We are interested in the genetic conservation of this breed and so do not get involved in showing our sheep. However David has judged at various shows, including the Kentmere Sheep Show, The Westmorland Show, The Royal Three Counties, The Great Yorkshire, The Border Union at Kelso, The Scottish Smallholders and Grower Festival and for NASSA. In this way he tries to ameliorate the worst of these selective trends.
We do however, show our sheep in mid-April at Damson Day a local event in the Lyth Valley which celebrates the damsons for which the valley is famous Lake District Gems. We add an educational element about the history of Windermere and try to inform people, especially children, about the ancient sheep of Britain.
Our sheep are as close to the 1880s sheep as we can manage although ewes with great woolly topknots do seem to have become extinct despite our best efforts.
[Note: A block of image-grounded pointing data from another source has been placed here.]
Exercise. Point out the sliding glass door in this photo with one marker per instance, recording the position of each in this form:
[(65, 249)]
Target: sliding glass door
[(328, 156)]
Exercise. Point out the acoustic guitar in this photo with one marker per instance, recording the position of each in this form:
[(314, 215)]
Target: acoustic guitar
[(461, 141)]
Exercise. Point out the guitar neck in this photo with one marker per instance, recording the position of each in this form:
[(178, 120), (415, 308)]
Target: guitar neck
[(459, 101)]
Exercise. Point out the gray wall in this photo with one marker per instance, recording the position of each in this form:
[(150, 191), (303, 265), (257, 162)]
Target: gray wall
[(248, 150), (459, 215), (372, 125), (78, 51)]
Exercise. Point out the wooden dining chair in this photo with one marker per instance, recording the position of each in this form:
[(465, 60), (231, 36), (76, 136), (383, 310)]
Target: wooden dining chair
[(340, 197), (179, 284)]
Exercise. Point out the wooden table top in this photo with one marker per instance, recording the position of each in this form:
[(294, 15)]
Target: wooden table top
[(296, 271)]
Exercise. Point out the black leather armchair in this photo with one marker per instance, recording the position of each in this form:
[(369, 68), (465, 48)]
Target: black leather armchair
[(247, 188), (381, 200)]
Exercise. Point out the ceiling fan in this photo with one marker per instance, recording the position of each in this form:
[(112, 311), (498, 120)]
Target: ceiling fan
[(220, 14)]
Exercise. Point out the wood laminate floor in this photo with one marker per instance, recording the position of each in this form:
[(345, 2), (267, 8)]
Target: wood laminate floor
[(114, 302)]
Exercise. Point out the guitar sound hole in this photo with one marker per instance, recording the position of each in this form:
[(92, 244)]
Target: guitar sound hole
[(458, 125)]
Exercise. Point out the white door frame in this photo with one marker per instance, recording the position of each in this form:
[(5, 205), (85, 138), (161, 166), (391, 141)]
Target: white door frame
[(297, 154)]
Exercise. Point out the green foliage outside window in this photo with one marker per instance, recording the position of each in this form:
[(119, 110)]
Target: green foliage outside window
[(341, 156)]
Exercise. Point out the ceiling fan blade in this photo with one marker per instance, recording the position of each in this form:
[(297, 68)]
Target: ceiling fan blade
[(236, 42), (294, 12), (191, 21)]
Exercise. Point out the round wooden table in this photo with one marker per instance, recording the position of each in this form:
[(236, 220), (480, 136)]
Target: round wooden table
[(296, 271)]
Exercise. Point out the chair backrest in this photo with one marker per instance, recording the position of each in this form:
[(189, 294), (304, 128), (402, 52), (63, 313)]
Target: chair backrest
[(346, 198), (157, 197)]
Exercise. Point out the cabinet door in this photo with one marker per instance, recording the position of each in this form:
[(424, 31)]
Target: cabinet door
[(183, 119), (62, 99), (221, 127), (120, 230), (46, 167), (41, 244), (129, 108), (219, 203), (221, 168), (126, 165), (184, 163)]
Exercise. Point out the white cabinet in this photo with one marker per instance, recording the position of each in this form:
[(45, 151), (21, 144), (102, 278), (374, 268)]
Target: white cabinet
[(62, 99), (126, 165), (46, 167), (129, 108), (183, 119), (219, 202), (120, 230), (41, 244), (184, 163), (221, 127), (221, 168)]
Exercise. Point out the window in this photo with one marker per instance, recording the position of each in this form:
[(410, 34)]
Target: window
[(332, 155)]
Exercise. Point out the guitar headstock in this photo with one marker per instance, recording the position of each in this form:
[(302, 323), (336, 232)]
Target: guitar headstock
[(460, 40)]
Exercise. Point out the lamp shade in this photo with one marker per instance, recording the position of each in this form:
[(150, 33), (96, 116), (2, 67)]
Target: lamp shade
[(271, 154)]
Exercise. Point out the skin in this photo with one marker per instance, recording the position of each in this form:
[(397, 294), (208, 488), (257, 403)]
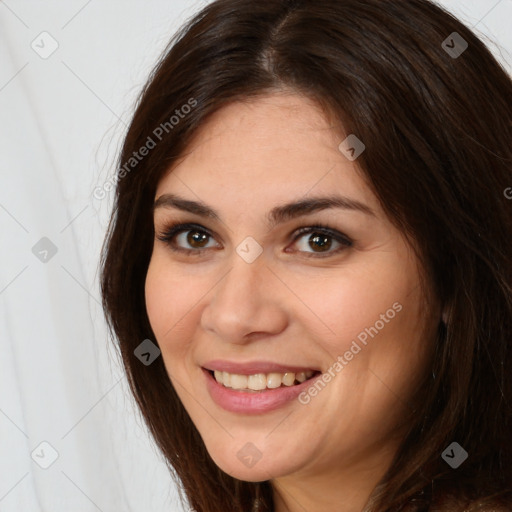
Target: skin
[(287, 307)]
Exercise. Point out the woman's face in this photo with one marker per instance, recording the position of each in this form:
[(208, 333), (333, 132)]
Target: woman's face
[(253, 291)]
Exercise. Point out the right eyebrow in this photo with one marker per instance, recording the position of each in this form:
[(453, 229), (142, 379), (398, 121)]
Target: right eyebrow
[(277, 215)]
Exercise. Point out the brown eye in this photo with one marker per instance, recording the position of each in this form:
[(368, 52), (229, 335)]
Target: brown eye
[(321, 239)]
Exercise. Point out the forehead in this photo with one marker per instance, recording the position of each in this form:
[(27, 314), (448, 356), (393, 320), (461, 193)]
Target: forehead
[(274, 147)]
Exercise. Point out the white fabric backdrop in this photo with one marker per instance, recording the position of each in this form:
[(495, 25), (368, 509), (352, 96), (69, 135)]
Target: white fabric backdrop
[(61, 119)]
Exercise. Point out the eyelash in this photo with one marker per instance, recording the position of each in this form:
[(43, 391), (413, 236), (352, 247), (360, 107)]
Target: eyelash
[(173, 230)]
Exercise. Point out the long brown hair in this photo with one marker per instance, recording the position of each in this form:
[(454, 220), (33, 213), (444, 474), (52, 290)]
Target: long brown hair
[(437, 126)]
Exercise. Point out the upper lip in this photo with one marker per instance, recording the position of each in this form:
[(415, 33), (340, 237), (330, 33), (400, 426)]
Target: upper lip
[(253, 367)]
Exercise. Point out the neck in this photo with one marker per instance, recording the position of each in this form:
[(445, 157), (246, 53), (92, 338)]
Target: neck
[(344, 489)]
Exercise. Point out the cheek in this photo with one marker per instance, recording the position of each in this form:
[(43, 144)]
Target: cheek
[(347, 303)]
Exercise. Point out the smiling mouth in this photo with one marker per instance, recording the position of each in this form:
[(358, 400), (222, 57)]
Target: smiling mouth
[(261, 382)]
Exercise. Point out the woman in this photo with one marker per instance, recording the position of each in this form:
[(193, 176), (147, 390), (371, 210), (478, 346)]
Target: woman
[(312, 225)]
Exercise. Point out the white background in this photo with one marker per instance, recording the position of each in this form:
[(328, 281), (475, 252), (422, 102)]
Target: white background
[(61, 123)]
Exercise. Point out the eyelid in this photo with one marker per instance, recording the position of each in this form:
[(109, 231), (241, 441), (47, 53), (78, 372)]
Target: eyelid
[(170, 231)]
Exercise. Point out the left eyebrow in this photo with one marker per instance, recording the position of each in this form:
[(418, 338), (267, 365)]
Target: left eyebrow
[(277, 215)]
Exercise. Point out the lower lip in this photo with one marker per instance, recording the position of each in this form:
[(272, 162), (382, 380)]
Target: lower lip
[(255, 403)]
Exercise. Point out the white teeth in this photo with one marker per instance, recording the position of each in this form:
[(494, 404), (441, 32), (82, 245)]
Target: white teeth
[(274, 380), (257, 382), (288, 379), (239, 381), (260, 381), (301, 377)]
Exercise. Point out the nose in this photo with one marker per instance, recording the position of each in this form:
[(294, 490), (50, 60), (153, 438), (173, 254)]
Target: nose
[(246, 301)]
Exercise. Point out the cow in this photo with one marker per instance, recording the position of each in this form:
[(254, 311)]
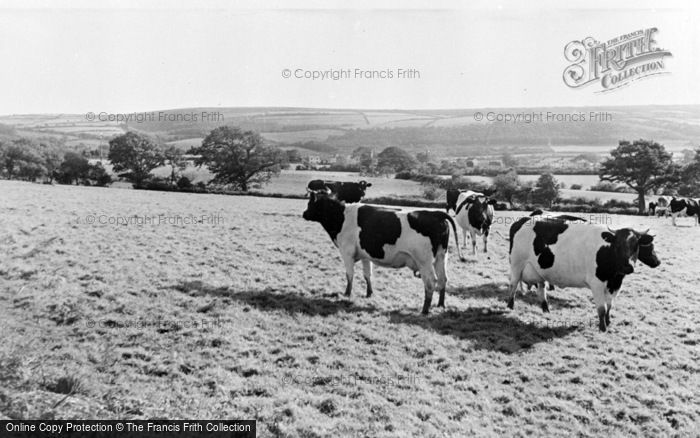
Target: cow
[(684, 207), (474, 213), (539, 214), (452, 195), (651, 211), (576, 255), (349, 192), (387, 237)]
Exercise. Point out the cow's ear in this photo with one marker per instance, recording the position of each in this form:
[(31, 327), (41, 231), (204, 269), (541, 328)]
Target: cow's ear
[(608, 237)]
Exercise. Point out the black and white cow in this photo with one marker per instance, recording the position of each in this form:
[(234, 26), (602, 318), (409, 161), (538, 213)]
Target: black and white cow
[(474, 213), (387, 237), (452, 197), (684, 207), (345, 191), (576, 255)]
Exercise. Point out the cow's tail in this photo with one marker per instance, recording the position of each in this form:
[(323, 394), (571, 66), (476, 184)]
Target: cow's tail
[(454, 231)]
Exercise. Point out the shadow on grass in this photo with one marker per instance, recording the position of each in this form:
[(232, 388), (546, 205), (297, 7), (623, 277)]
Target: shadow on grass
[(270, 299), (486, 328), (500, 291)]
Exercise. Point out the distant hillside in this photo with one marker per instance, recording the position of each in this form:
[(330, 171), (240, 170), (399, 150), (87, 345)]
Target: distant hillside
[(443, 132)]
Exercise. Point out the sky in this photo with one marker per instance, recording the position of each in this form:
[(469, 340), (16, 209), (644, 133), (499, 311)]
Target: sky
[(126, 56)]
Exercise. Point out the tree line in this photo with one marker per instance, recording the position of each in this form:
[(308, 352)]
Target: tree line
[(241, 160)]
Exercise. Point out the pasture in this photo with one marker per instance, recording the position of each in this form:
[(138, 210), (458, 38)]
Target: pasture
[(242, 316)]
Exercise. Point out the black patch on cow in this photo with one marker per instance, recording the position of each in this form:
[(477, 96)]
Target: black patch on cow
[(678, 205), (378, 227), (452, 197), (546, 233), (478, 216), (432, 225), (350, 192), (514, 230)]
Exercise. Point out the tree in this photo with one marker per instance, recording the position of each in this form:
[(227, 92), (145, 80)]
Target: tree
[(52, 161), (509, 160), (423, 157), (174, 158), (136, 156), (546, 190), (396, 158), (643, 165), (507, 185), (365, 156), (21, 159), (238, 158)]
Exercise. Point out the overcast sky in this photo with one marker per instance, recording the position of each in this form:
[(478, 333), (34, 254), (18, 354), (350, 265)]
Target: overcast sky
[(127, 57)]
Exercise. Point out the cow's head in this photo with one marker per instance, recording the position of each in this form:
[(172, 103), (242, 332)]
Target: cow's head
[(629, 246), (320, 201)]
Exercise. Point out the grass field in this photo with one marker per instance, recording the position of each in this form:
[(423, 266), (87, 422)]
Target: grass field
[(242, 316)]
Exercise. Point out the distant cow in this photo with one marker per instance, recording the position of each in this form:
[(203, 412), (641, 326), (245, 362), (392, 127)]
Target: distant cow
[(474, 213), (452, 195), (576, 255), (345, 191), (684, 207), (387, 237)]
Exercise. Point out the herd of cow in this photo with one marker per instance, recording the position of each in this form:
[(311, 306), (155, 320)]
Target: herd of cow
[(545, 249)]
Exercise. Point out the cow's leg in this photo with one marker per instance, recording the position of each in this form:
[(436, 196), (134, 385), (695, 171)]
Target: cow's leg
[(599, 293), (440, 261), (349, 272), (609, 297), (429, 280), (367, 270), (542, 294)]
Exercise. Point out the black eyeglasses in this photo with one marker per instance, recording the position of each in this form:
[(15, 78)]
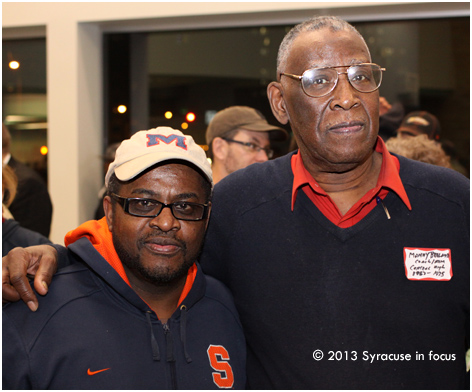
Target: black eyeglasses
[(318, 82), (254, 147), (150, 208)]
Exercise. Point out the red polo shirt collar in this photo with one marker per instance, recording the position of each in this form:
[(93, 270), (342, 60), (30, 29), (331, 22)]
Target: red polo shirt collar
[(389, 180)]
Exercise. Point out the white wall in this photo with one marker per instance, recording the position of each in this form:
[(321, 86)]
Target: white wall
[(74, 66)]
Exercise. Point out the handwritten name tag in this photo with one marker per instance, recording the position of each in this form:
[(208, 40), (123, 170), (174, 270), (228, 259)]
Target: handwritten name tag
[(427, 264)]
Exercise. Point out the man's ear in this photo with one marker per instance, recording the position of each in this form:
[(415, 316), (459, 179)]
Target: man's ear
[(108, 208), (219, 148), (277, 102)]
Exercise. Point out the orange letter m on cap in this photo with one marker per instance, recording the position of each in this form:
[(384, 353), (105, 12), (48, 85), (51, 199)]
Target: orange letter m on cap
[(218, 356)]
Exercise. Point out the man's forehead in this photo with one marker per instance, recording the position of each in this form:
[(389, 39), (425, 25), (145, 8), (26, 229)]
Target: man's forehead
[(263, 135)]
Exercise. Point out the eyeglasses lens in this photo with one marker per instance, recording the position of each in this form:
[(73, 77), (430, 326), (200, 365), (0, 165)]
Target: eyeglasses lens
[(320, 81)]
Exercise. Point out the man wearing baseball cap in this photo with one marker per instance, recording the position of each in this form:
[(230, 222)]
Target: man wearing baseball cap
[(133, 310), (239, 136)]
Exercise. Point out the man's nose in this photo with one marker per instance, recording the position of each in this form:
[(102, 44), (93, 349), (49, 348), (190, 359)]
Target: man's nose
[(344, 95)]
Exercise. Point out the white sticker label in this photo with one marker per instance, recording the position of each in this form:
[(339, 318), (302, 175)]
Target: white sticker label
[(427, 264)]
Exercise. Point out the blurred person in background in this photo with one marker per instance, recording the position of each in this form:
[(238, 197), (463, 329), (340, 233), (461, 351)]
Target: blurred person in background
[(32, 207), (13, 234), (425, 123), (420, 148), (239, 136)]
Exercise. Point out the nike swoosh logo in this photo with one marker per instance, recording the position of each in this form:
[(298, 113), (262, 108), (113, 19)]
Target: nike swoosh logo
[(90, 373)]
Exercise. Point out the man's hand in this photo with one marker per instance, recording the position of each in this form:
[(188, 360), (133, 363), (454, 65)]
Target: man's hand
[(18, 264)]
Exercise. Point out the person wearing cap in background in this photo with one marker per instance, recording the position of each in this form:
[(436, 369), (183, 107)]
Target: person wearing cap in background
[(419, 123), (424, 123), (137, 311), (239, 136)]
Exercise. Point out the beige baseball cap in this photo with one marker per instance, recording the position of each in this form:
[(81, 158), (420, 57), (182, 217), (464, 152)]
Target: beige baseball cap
[(242, 117), (146, 148)]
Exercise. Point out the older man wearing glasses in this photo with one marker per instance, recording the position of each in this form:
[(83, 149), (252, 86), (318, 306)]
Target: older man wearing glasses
[(239, 136), (349, 265)]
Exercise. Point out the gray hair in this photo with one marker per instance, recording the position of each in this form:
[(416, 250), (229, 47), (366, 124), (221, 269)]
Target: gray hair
[(316, 23)]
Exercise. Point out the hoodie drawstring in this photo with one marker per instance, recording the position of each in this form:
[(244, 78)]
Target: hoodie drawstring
[(155, 348), (183, 331)]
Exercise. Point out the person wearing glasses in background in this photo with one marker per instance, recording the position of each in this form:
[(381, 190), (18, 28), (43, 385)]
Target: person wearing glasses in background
[(239, 136), (134, 311), (349, 265)]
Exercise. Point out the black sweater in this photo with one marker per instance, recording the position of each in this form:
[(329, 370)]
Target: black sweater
[(302, 284)]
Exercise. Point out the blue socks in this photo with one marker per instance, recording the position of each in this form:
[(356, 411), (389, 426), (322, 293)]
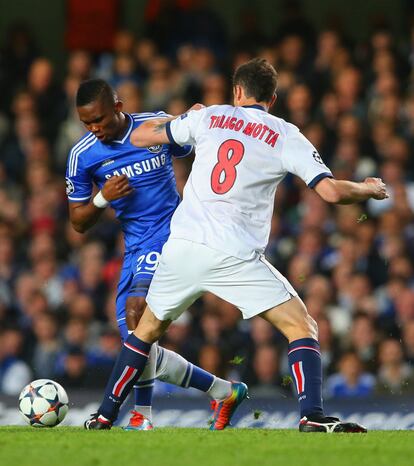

Many of our ewes are scurred, a few are truly polled and some are 2 or 4 horned – we try to keep a complete genetic spectrum. We also have many sheep which have developed silver-grey fleeces as they age – a feature of the 1880s sheep. We supply breeding stock to flock keepers who are interested in maintaining the original type of St Kilda sheep. In fact, we wonder whether these sheep should not be referred to as St Kilda or St Kilda Parkland sheep, leaving the black, 2-horned, show animals to be called Hebridean sheep. There are other flock keepers who share the same ethos including Juliet and Gordon Johnston and who keep the Wester Gladstone Flock.
Our fleeces have for some years gone to be woven by Laura at Lauras Loom as she appreciates the great range of brown/black/ silver wool to be found within them. The black horns are much in demand by local stickmakers.
Sometimes there are problems and we become surrogate parents. Shorna Sheep was orphaned in 2010 and so joined the gardening crew. She became the star of our NGS Open Day that year and is now the flock matriarch.
However lambing problems are rare, the ewes get on with their job and are rewarded with a little extra breakfast.
Over winter the sheep are fed extra rations, this is especially important for the ewes. They are fed on a mix of hay, pelleted sugar beet and ‘cake’ – a feed that has a good balance of nutrients. As the lambs grow in the uterus the ewes eat less hay and more ‘cake’ – it is less bulky. They also have access to a mineral or treacle lick. The soils in the Lake District can be short of the elements needed for good animal health, partly because of the rock composition and partly due to the very high rainfall which leaches the soil.